St. Matthew's German Lutheran Church

Spire of the Gothic Revival church
Main Entry of St. Matthew's Church

Historic American Building Survey

Quick Facts

405 King Street, Charleston, SC

Patterned after typical German Gothic churches, St. Matthew's German Lutheran Church is a Gothic Revival church designed by local architect John Henry Deveraux and constructed between 1867 and 1872. An immigrant from Ireland, Deveraux became a noted architect in Charleston by the late 1860s. Its 297-foot steeple once made it the tallest building in South Carolina; it continues to possess the tallest spire. The congregation was founded originally by German-speaking Lutherans in 1840. Their first church was located at the corner of Hasell and Anson Streets, now St.
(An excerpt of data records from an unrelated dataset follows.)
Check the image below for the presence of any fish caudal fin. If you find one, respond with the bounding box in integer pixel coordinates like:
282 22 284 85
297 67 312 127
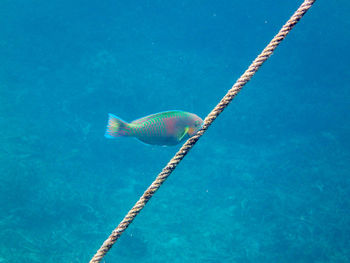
105 113 130 139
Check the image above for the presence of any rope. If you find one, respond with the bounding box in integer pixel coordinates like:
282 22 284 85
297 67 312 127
90 0 316 263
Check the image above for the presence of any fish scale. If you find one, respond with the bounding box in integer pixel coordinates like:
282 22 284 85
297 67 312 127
105 111 203 146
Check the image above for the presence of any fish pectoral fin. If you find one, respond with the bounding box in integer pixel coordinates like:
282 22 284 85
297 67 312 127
177 126 190 141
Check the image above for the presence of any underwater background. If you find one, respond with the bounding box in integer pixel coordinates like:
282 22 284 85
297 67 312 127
0 0 350 263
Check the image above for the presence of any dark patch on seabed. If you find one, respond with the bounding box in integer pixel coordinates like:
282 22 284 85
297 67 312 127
0 0 350 263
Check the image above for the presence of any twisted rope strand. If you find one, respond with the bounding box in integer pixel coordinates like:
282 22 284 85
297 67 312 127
90 0 316 263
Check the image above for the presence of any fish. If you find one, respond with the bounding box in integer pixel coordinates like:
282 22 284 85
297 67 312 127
105 110 203 146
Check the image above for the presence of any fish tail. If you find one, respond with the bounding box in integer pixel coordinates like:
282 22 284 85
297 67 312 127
105 113 131 139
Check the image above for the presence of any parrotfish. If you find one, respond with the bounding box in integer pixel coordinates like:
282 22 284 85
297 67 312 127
105 110 203 146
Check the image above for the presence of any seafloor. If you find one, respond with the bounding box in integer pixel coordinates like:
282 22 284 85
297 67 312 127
0 0 350 263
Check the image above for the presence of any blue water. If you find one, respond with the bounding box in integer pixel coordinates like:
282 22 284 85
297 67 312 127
0 0 350 263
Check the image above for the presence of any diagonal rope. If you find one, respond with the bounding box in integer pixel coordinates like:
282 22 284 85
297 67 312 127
90 0 316 263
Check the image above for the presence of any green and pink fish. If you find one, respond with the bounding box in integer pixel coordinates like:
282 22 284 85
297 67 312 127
105 110 203 146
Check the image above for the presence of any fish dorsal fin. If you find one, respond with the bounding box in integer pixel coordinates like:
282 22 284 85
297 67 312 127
177 126 190 141
131 110 183 124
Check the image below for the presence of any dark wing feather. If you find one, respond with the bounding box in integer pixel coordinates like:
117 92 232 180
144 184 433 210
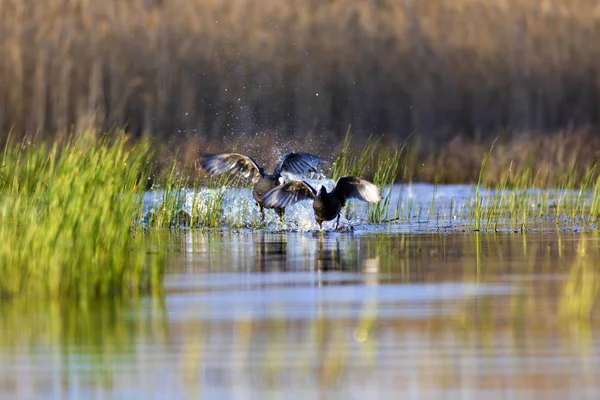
200 153 263 183
273 152 325 175
262 181 317 208
333 176 381 203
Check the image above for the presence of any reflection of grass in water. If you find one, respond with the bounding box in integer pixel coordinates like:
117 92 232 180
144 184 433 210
559 238 600 320
0 296 167 385
0 132 162 299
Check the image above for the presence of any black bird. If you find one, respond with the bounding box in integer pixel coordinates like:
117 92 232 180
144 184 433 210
200 152 325 221
263 176 381 229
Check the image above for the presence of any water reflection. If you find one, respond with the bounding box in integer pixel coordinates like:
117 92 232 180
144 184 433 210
0 232 600 398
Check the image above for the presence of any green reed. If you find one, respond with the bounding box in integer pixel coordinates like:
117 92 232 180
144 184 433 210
0 132 162 301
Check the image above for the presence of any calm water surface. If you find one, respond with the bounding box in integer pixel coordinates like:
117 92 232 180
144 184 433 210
0 231 600 399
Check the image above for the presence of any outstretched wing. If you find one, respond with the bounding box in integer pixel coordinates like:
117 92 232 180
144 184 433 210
274 152 325 175
200 153 262 183
263 181 317 208
333 176 381 203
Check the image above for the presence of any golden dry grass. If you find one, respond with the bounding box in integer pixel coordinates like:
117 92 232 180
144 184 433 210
0 0 600 141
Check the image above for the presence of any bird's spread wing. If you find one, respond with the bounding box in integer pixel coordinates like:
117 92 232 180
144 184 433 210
333 176 381 203
200 153 262 183
263 181 317 208
274 152 325 175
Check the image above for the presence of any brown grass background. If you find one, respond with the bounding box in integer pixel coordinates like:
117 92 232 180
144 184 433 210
0 0 600 180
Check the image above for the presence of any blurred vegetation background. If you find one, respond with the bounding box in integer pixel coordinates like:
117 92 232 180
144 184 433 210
0 0 600 180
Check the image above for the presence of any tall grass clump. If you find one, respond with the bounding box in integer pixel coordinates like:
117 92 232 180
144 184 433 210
0 131 162 301
368 139 408 223
475 140 496 231
329 128 381 181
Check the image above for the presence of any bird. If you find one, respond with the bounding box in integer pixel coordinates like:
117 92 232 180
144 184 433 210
199 152 325 222
263 176 381 230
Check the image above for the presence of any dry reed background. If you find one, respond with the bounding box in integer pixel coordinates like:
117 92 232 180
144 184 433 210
0 0 600 179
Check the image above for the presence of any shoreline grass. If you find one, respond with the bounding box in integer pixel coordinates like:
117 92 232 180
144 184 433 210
0 131 162 302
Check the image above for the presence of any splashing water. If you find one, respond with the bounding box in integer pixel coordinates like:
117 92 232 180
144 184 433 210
144 180 589 233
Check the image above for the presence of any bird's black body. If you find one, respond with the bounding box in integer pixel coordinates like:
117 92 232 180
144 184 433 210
200 153 324 220
263 176 381 229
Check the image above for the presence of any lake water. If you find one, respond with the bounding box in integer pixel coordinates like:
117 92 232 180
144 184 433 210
0 188 600 399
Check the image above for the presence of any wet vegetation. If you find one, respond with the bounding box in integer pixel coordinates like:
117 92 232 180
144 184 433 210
0 131 162 301
0 0 600 183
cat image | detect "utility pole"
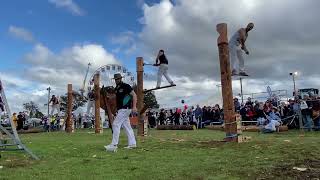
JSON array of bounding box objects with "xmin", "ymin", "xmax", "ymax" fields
[
  {"xmin": 47, "ymin": 86, "xmax": 51, "ymax": 117},
  {"xmin": 240, "ymin": 77, "xmax": 243, "ymax": 104},
  {"xmin": 217, "ymin": 23, "xmax": 238, "ymax": 142}
]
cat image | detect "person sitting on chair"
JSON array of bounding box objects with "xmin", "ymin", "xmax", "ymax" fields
[{"xmin": 155, "ymin": 49, "xmax": 175, "ymax": 88}]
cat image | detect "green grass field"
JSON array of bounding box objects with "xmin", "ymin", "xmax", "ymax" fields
[{"xmin": 0, "ymin": 129, "xmax": 320, "ymax": 180}]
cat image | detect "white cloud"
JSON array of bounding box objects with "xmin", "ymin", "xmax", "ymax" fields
[
  {"xmin": 49, "ymin": 0, "xmax": 85, "ymax": 16},
  {"xmin": 131, "ymin": 0, "xmax": 320, "ymax": 106},
  {"xmin": 8, "ymin": 25, "xmax": 35, "ymax": 42},
  {"xmin": 0, "ymin": 43, "xmax": 121, "ymax": 112}
]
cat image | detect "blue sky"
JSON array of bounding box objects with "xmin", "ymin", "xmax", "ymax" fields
[{"xmin": 0, "ymin": 0, "xmax": 156, "ymax": 71}]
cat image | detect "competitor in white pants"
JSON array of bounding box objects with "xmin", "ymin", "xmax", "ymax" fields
[
  {"xmin": 155, "ymin": 49, "xmax": 175, "ymax": 88},
  {"xmin": 229, "ymin": 23, "xmax": 254, "ymax": 76},
  {"xmin": 104, "ymin": 74, "xmax": 137, "ymax": 152},
  {"xmin": 87, "ymin": 88, "xmax": 95, "ymax": 116},
  {"xmin": 49, "ymin": 95, "xmax": 60, "ymax": 116}
]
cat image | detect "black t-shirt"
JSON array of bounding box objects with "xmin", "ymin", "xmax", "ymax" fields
[
  {"xmin": 159, "ymin": 55, "xmax": 168, "ymax": 64},
  {"xmin": 116, "ymin": 82, "xmax": 133, "ymax": 110}
]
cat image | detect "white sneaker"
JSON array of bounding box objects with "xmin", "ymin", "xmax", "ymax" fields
[
  {"xmin": 104, "ymin": 144, "xmax": 118, "ymax": 152},
  {"xmin": 124, "ymin": 144, "xmax": 137, "ymax": 149}
]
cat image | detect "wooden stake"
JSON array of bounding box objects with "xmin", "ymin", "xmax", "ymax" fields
[
  {"xmin": 217, "ymin": 23, "xmax": 238, "ymax": 142},
  {"xmin": 66, "ymin": 84, "xmax": 73, "ymax": 133},
  {"xmin": 94, "ymin": 73, "xmax": 103, "ymax": 134},
  {"xmin": 136, "ymin": 57, "xmax": 145, "ymax": 136}
]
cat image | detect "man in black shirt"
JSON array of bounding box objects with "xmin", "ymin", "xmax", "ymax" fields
[
  {"xmin": 104, "ymin": 74, "xmax": 137, "ymax": 152},
  {"xmin": 87, "ymin": 87, "xmax": 95, "ymax": 116},
  {"xmin": 155, "ymin": 49, "xmax": 175, "ymax": 88}
]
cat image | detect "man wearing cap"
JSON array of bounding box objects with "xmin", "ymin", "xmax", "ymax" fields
[
  {"xmin": 229, "ymin": 23, "xmax": 254, "ymax": 76},
  {"xmin": 104, "ymin": 73, "xmax": 137, "ymax": 151}
]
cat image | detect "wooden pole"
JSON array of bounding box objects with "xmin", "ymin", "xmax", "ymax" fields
[
  {"xmin": 93, "ymin": 73, "xmax": 103, "ymax": 134},
  {"xmin": 136, "ymin": 57, "xmax": 145, "ymax": 136},
  {"xmin": 66, "ymin": 84, "xmax": 73, "ymax": 133},
  {"xmin": 217, "ymin": 23, "xmax": 238, "ymax": 142}
]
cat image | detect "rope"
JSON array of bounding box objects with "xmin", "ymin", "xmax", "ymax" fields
[{"xmin": 224, "ymin": 121, "xmax": 237, "ymax": 125}]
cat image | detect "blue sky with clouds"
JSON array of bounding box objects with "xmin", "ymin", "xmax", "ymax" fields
[
  {"xmin": 0, "ymin": 0, "xmax": 152, "ymax": 70},
  {"xmin": 0, "ymin": 0, "xmax": 320, "ymax": 114}
]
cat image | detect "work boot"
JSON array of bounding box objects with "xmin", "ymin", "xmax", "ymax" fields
[
  {"xmin": 124, "ymin": 144, "xmax": 137, "ymax": 149},
  {"xmin": 104, "ymin": 144, "xmax": 118, "ymax": 152}
]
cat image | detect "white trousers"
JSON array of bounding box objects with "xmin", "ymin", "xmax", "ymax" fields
[
  {"xmin": 111, "ymin": 109, "xmax": 136, "ymax": 146},
  {"xmin": 229, "ymin": 44, "xmax": 244, "ymax": 72},
  {"xmin": 157, "ymin": 64, "xmax": 173, "ymax": 87},
  {"xmin": 87, "ymin": 100, "xmax": 95, "ymax": 115},
  {"xmin": 50, "ymin": 104, "xmax": 60, "ymax": 116}
]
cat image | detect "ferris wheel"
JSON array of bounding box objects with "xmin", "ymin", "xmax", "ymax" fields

Johannes's Lutheran church. As Charleston's German community grew quickly in the mid-19th century, so did the congregation, and the need for a larger church. Three thousand people gathered for the dedication ceremony of St. Matthew's in 1872.

In 1965, a fire destroyed much of the interior of the church and steeple, which crashed spectacularly into King Street. The damaged portions were carefully restored except for a finial on the steeple. The iron finial, designed by prominent Charleston ironworker Christopher Werner, was prohibitively expensive to replace at $500,000. The stained glass windows in the apse and under the balcony, as well as the pulpit, are original to the building. St. Matthew's is one of more than 1400 historically significant buildings within the Charleston Old and Historic District.